Зал затих, так что слышался мышиный писк по дальним углам. Корда сидел очень прямо, согнав с лица всякое выражение.
А рыцарь ей говорит: душа моя теперь в этой сабле. Пока сабля будет пить кровь – буду жить, а как не станет крови – так и жизни моей не станет…
– Я готов, – Стефан повысил голос, – стать твоим братом, господарь, но не слугой и не мечом. Я стану одним из вас, потому что с чужим вы не будете иметь дела, и я подпишу договор о дружбе, как сделали Михал и Станислас. Но клятвы оружия ты от меня не получишь. Белта не служат.
– Вот как. А разве не служил ты, князь Белта, столько лет цесарю Остланда?
– Вы и сами видите, господарь, каким верным помощником я ему оказался.
Смех у вампира был неприятным: будто по зеркалу раскатились металлические шарики.
– Что бы ни говорили о тебе, князь Белта, ты уже наш: у тебя есть зубы. Что ж, твоя воля, сын Беаты. Я не остландский цесарь, чтоб ее у тебя отнимать. Но клятву я могу давать только равному.
Вот и все. Сам сказал слово, поздно отказываться, да и бессмысленно.
И зачем понадобилось тащить с собой Стана? Никому не следует видеть, как друг превращается в чудовище.
– Не познав смерти, не узнаешь жизнь, – торжественно произнес Золтан. Он потянулся и рванул на Стефане воротник, обнажая горло. Ткань разорвалась легко, как бумага. Увидев ладанку, висящую на шее, вампир поморщился и едва не зарычал.
– Убери это, сын Беаты. Этому здесь не место.
Он инстинктивно прикрыл ладанку рукой и на миг будто протрезвел. Нужно бежать отсюда, пока он не утратил человеческий облик. Но перед глазами встало увиденное в зеркале: виселица в городе и ворона, севшая на поникшую кучерявую голову. Если и отец, и Марек… если все это зря…

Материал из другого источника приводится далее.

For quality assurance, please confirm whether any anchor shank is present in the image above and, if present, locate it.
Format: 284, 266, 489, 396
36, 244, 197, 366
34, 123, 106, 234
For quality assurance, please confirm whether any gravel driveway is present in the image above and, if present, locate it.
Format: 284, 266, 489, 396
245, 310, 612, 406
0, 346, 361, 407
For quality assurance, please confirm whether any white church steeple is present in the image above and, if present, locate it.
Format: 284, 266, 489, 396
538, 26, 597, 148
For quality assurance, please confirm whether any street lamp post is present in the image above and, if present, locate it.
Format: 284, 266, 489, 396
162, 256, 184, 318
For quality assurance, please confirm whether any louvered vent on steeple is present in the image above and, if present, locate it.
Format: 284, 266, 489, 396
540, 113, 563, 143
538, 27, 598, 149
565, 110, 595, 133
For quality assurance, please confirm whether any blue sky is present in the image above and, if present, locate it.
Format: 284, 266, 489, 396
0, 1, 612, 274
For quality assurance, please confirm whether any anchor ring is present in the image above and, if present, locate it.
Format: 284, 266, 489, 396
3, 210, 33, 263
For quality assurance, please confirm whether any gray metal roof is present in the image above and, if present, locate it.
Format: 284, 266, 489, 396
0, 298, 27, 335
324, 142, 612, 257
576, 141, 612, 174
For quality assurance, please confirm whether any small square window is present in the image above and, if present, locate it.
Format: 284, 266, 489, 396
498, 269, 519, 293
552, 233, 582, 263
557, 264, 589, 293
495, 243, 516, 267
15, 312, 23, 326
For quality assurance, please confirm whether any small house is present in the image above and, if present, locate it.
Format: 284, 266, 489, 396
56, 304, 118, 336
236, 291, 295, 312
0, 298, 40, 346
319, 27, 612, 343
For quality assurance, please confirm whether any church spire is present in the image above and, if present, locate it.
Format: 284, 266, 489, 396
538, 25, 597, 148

Руки заледенели, и он с трудом стащил ладанку с шеи.
Прости, Матушка.
Простите, Юлия…
Вампир склонился над ним – и Стефан едва не отшатнулся от острой, тянущей боли, и только схватившие его за плечи руки – больше похожие на когти – помешали двинуться. Золтан крепко держал его и быстро, с жадностью высасывал кровь. Голова закружилась, ноги ослабли – а потом вдруг стало легко и телу, и душе. Кровь уходила из него гнилой застоявшейся водой, он становился пустым и звонким. Сильно и приятно кружилась голова – как после карусели, которую им с Мареком устраивали в саду. Она вертелась все сильней и сильней, и Стефан закрыл глаза и отдался этому верчению, думая с трусливой облегченной радостью: вот все и кончилось.
Умереть ему не дали. Стефан пришел в чувство от ледяного прикосновения. Золтан стоял над ним, приложив руку к его щеке.
– Если ты не желаешь брать кровь у меня, тебе придется взять у другого, – гулко прокатилось над головой. – Встань, брат мой Стефан. Встань и заверши то, что начал.
Встать сразу не получилось. Стефан постоял на ослабших коленях, дожидаясь, пока карусель перестанет кружиться. Размытые пятна постепенно опять становились лицами. Физиономия Корды была едва не самой бледной из всех, но сейчас Стефан видел – ощущал новым, проснувшимся органом чувств – то, что так ярко выделяло Стана из всех, – жизнь, бившуюся под меховым воротником, в запястьях, скрытых щегольскими рукавами чезарской рубашки.